To address this challenge, Hernández-Orallo suggests that AI developers should focus on improving the models' performance on simple questions and encourage chatbots to express uncertainty or refuse to answer when faced with difficult questions. He emphasized: "We need to make users understand: I can use it in this area, but not in that one."

Although it may seem impressive for AI to answer various complex questions, Hernández-Orallo points out that this approach is not always beneficial. He is even puzzled by some models' errors in simple arithmetic problems, considering these issues solvable and ought to be addressed.

Vipula Rawte, a computer scientist at the University of South Carolina, noted that some models do indeed say "I don't know" or "I don't have enough information." AI systems designed for specific purposes, such as healthcare, often undergo stricter adjustments to prevent them from going beyond their knowledge scope.
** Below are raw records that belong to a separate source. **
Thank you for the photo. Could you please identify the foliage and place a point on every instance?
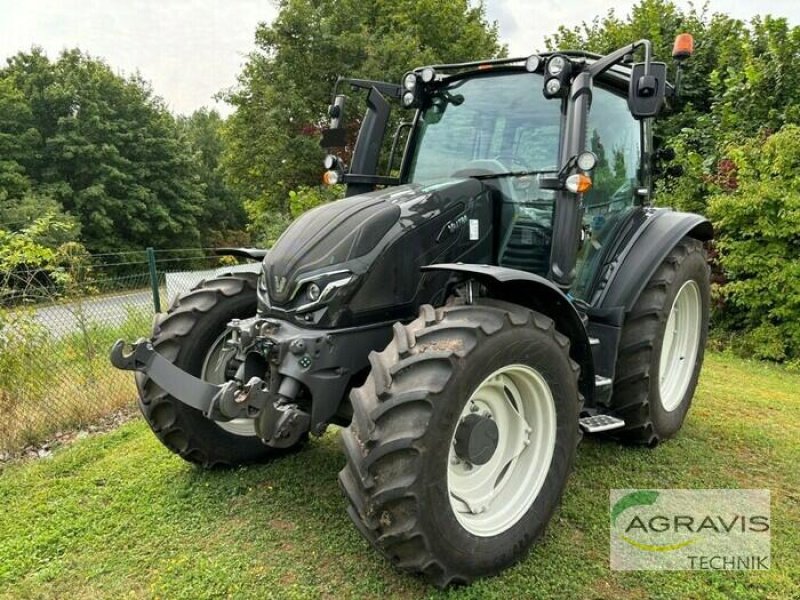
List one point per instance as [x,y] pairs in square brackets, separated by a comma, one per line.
[51,380]
[758,237]
[284,89]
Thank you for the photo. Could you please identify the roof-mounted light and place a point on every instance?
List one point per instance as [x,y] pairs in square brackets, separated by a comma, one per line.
[532,63]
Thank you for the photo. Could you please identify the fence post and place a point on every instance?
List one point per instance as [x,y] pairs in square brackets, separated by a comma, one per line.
[151,261]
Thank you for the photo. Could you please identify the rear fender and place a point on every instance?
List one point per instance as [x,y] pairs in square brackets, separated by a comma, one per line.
[539,294]
[637,263]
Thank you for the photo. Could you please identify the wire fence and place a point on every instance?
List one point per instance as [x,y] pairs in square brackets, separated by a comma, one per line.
[56,328]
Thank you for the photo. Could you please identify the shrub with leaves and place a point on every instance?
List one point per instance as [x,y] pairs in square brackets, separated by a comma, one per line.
[758,238]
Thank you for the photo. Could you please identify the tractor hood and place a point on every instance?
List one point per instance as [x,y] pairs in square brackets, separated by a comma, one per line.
[338,243]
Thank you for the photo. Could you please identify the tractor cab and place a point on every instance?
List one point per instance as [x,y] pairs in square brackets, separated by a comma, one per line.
[563,140]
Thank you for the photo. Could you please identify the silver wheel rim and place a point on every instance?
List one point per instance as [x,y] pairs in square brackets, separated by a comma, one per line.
[680,345]
[491,498]
[213,371]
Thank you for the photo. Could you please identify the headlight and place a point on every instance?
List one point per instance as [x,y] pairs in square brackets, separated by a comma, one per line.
[318,293]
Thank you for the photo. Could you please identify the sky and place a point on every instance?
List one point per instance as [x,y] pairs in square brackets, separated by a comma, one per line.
[192,49]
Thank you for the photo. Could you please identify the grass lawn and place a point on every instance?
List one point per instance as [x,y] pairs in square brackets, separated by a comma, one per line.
[117,515]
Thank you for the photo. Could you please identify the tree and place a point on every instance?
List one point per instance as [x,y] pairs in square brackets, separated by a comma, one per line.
[285,87]
[100,147]
[735,134]
[222,219]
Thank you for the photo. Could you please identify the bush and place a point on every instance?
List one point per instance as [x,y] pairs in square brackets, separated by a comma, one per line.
[758,238]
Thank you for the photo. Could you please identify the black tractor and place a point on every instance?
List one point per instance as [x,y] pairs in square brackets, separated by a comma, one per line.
[500,287]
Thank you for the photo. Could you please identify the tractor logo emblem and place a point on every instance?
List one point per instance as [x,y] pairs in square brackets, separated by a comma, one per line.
[280,284]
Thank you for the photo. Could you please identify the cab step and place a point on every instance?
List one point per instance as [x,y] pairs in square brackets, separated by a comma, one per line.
[598,423]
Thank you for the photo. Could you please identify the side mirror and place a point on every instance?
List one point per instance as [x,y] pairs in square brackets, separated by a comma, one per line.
[336,135]
[647,91]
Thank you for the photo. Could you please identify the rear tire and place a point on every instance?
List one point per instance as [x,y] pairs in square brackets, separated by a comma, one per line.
[401,470]
[186,335]
[662,348]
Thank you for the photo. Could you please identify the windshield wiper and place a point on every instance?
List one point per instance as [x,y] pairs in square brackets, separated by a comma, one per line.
[511,174]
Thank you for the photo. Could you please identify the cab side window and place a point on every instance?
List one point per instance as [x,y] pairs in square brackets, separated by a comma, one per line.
[615,137]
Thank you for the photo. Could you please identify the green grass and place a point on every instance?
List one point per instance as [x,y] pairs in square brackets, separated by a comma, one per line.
[50,383]
[116,515]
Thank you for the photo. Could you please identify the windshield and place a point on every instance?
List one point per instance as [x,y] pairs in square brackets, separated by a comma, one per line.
[487,124]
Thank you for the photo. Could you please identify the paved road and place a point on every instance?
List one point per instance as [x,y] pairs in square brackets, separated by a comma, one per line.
[61,319]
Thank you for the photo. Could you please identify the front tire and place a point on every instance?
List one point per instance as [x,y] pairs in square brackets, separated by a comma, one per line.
[190,335]
[662,348]
[410,492]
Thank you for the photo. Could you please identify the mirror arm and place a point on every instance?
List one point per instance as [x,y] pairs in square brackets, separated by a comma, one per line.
[608,61]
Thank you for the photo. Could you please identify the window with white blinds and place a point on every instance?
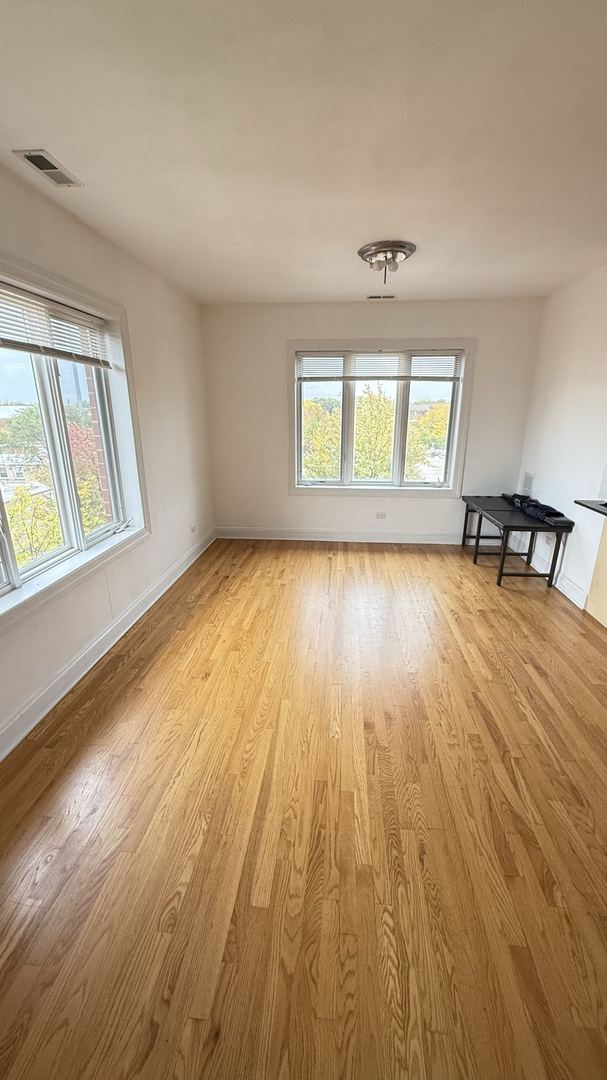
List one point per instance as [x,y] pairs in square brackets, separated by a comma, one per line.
[59,480]
[385,419]
[31,324]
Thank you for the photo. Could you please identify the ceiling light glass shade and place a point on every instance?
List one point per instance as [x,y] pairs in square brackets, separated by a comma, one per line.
[387,253]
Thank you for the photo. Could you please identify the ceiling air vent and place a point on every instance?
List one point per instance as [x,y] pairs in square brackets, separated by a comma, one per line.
[49,167]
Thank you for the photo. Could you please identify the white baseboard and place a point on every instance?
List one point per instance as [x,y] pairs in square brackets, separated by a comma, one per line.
[565,584]
[232,532]
[17,726]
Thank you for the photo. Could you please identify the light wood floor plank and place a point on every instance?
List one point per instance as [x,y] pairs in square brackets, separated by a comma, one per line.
[327,811]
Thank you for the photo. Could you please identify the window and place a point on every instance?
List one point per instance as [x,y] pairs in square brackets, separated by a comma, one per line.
[378,419]
[59,481]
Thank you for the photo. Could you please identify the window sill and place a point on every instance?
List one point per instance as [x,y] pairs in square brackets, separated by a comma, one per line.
[407,493]
[19,603]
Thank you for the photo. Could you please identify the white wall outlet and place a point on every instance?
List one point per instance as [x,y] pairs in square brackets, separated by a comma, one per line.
[528,483]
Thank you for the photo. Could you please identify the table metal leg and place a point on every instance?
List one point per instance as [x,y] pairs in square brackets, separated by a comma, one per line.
[557,538]
[477,540]
[504,539]
[464,534]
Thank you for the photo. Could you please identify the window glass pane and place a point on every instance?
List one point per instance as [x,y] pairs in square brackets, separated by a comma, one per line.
[321,430]
[79,392]
[374,430]
[427,432]
[26,478]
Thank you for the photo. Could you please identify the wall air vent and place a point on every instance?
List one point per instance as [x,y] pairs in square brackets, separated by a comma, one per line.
[43,163]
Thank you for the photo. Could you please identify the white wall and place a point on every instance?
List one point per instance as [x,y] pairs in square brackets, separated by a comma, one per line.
[246,354]
[566,435]
[40,655]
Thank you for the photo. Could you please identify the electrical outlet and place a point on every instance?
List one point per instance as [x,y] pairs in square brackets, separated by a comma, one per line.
[528,483]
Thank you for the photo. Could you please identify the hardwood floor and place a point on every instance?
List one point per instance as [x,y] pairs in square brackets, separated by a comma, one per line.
[326,811]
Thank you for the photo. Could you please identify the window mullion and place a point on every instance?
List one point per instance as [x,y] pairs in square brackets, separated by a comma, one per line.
[348,421]
[400,424]
[8,552]
[46,373]
[108,435]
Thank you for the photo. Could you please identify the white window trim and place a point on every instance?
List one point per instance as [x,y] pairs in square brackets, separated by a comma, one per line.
[446,346]
[69,567]
[21,603]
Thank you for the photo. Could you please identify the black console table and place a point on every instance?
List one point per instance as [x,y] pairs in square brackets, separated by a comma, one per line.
[507,518]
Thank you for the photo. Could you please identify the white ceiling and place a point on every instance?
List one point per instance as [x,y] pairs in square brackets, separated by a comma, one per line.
[246,148]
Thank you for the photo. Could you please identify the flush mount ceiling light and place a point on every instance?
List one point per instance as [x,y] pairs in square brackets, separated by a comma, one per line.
[386,254]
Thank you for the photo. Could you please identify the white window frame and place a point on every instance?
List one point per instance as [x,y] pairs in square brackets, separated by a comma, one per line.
[459,417]
[120,431]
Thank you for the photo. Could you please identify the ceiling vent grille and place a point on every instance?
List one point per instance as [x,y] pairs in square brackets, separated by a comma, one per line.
[50,167]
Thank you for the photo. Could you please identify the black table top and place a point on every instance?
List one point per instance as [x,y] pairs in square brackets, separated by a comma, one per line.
[501,513]
[597,504]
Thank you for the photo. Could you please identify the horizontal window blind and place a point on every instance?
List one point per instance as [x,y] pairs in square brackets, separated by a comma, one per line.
[30,323]
[320,367]
[360,366]
[435,367]
[380,366]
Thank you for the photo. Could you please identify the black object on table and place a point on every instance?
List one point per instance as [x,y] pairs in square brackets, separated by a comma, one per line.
[501,513]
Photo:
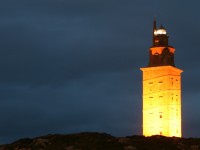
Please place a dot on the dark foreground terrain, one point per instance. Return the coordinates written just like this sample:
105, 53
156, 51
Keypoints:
102, 141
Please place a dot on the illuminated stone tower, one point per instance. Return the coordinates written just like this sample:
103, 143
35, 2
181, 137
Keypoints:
161, 89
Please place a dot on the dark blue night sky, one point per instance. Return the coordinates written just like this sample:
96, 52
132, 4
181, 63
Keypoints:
68, 66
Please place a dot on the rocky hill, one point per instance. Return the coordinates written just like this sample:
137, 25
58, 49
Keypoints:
102, 141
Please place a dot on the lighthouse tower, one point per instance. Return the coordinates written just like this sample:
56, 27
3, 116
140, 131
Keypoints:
161, 89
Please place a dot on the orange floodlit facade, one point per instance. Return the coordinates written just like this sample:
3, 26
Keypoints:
161, 89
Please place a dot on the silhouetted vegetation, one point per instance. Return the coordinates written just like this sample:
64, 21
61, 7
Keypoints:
103, 141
However, for companies dedicated to developing general-purpose chatbots, admitting ignorance is not always an ideal feature.

This study reveals an important paradox in AI development: as models become more complex and powerful, they may become less reliable in certain aspects. This finding presents new challenges for AI developers, users, and regulators.

In the future, AI development needs to find a balance between enhancing performance and maintaining caution. Developers may need to reconsider how to evaluate AI models' performance, not only focusing on the number of correct answers but also considering the proportion and impact of incorrect answers. Meanwhile, raising users' awareness of AI limitations is becoming increasingly important.

For ordinary users, this study serves as a reminder to remain vigilant when using AI tools. Although AI can provide convenience and efficiency, we still need to apply critical thinking, especially when dealing with important or sensitive information.